Sebelumnya, acara IDP Fest dibuka dengan pertunjukan orkestra oleh inisiator IDP Fest yaitu Ekki Soekarno. Acara ini memadukan harmoni instrumen modern dengan ritme perkusi tradisional Nusantara hingga mancanegara.
Selain itu, festival ini juga menyajikan kompetisi drum anak dan remaja, serta sesi impresi perkusi untuk mengenalkan sejarah serta organologi alat musik dari para maestro berpengalaman.

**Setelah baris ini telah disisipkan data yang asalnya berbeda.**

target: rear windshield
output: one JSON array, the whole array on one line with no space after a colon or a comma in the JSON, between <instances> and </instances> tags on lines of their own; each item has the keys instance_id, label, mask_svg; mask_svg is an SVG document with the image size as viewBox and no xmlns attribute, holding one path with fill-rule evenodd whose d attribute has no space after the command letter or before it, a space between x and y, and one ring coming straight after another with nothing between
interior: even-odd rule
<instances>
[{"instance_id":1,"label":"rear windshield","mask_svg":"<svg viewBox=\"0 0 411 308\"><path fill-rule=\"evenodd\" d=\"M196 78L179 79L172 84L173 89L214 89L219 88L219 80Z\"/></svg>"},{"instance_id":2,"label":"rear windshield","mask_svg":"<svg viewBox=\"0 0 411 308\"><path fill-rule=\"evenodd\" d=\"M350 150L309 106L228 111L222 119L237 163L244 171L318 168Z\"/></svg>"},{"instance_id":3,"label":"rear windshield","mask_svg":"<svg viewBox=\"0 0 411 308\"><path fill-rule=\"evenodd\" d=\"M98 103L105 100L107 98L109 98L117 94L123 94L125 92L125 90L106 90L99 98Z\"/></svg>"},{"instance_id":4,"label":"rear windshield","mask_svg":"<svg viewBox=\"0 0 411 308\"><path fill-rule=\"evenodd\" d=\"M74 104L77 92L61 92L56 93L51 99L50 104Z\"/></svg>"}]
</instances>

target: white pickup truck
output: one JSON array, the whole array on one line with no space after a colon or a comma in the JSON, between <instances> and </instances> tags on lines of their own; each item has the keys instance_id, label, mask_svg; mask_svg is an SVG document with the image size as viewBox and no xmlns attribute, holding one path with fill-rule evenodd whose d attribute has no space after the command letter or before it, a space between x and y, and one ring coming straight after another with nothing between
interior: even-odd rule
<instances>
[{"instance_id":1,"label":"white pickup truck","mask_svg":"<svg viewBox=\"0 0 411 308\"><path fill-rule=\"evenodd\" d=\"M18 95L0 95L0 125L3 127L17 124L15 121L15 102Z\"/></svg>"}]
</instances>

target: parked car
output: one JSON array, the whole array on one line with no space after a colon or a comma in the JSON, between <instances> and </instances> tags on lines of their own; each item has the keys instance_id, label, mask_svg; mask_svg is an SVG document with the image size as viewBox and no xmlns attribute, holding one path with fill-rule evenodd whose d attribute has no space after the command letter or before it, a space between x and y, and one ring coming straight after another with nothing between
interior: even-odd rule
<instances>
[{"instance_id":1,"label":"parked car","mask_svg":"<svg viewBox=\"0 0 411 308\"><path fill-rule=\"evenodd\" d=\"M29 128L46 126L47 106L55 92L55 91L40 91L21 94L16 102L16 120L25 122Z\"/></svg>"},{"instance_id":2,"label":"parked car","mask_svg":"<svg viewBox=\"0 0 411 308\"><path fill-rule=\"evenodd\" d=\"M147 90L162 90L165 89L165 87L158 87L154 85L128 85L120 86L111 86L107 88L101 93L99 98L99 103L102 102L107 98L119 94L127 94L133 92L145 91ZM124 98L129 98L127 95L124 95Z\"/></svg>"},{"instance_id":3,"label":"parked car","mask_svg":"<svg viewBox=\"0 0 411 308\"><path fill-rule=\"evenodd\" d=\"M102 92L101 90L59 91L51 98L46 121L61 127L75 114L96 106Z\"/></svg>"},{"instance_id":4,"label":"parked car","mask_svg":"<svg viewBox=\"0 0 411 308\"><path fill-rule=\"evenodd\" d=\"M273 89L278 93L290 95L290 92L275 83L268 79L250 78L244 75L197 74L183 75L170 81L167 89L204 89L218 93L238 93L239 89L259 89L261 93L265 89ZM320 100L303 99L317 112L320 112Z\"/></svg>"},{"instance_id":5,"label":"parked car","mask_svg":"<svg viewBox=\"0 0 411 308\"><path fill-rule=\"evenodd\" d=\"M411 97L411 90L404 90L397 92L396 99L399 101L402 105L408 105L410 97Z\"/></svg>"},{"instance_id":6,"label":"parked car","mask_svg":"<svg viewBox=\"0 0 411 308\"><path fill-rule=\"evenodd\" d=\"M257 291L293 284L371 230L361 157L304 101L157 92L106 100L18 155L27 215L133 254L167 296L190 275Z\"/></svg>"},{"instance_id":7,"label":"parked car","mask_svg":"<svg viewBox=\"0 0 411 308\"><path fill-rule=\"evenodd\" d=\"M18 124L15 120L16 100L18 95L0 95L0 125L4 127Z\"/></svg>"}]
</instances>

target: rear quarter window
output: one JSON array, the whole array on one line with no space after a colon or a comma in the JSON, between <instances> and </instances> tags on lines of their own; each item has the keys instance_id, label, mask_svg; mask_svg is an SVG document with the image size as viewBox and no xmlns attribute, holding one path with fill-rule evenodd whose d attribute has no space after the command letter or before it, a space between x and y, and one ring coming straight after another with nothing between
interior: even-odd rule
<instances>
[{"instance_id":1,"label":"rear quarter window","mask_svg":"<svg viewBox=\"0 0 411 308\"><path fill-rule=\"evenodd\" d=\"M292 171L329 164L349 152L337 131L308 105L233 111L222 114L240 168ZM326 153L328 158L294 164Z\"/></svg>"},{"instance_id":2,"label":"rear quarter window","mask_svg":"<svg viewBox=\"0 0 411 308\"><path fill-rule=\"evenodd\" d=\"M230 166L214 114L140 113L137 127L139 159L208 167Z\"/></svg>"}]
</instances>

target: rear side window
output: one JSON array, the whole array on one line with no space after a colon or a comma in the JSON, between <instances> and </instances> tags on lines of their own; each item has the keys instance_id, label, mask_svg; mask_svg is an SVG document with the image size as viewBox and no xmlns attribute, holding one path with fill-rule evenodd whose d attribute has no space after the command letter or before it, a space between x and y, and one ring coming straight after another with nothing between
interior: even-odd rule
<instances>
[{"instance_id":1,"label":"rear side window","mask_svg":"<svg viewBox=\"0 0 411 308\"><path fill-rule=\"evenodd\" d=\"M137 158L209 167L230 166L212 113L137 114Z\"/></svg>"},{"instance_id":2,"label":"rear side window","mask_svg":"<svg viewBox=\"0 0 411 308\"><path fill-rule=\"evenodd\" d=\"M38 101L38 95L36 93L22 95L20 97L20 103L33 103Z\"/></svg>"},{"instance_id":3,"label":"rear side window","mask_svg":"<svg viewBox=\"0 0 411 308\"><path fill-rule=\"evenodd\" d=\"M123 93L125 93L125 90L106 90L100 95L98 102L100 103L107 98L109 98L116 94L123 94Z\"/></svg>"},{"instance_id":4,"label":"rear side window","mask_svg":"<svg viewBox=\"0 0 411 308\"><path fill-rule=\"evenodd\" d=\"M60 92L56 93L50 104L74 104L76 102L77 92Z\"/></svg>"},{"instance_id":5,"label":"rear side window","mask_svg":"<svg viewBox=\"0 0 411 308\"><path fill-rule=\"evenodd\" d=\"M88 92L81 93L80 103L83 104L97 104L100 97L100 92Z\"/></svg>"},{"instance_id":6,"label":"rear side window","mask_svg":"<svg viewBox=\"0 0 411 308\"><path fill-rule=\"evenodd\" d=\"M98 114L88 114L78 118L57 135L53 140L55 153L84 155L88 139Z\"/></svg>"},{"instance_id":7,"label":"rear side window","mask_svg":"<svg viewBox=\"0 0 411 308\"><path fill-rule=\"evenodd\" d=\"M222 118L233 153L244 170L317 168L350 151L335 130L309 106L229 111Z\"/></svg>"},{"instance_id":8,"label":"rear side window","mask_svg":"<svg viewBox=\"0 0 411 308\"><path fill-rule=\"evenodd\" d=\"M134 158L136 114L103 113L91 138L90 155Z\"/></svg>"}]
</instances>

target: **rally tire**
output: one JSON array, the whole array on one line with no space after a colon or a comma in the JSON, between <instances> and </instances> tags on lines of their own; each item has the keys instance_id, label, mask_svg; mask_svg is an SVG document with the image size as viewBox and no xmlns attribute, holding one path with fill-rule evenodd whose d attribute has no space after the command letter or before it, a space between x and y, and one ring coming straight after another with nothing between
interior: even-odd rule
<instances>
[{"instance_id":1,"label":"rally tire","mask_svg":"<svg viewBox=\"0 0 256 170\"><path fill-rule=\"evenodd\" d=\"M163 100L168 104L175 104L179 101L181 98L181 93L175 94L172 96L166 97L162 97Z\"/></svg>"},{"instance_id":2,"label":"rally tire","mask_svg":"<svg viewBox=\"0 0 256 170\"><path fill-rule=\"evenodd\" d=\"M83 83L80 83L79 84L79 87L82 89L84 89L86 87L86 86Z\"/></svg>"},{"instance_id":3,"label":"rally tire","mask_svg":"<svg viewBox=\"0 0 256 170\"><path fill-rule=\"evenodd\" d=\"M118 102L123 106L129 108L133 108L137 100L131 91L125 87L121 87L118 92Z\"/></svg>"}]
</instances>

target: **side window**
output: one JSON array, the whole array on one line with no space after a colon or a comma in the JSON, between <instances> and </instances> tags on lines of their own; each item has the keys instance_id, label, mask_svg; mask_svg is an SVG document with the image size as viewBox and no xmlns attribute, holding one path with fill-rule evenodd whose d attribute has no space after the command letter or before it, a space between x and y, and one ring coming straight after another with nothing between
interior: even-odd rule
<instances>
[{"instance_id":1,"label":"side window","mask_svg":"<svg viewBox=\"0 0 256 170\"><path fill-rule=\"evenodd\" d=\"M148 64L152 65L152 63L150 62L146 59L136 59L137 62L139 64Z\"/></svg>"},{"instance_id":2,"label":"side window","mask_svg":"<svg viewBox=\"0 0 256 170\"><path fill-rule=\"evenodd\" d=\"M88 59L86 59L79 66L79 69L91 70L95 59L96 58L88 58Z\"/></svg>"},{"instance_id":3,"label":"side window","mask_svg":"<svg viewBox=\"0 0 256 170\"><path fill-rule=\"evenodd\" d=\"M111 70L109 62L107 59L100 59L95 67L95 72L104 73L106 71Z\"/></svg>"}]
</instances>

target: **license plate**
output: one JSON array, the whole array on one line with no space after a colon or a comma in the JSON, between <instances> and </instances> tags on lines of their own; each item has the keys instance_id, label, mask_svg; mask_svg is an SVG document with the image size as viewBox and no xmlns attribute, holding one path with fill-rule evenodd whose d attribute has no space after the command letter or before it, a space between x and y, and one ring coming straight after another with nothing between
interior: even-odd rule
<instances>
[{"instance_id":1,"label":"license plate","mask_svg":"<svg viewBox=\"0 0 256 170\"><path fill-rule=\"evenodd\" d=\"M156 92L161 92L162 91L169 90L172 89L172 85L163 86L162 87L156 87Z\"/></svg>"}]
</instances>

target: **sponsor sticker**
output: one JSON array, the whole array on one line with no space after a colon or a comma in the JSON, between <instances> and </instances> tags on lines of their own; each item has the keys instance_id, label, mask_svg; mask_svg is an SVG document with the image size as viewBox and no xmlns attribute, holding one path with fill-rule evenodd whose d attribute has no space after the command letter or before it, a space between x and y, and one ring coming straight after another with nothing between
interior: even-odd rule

"Memang basis dari festival musik perkusi tahunan ini adalah edukasi, prestasi, dan informasi. Edukasi itu tentunya edukasi mengenai musik, seluruh musik Indonesia, bukan hanya khusus saja. Kalau prestasi, kami kan ada kompetisi-kompetisi, kompetisi drum anak remaja, kompetisi kolaborasi, tapi tetap membawa unsur penilaian etnik Indonesia itu harus ada, walaupun dia main drum tapi harus ada unsur itu Nusantara yang wajib itu," ujar Ekki, Dikutip dari tayangan Selamat Pagi Indonesia pada Kamis, 10 September 2026
Tidak hanya itu, gelaran IDP Fest pada tahun 2026 ini turut dihadiri oleh Menteri Kebudayaan (
Menbud) Fadli Zon. Ia menyebut IDP Fest dapat menjadi wadah untuk pelestarian aset budaya Nusantara sekaligus mengembangkan talenta-talenta muda di bidang musik.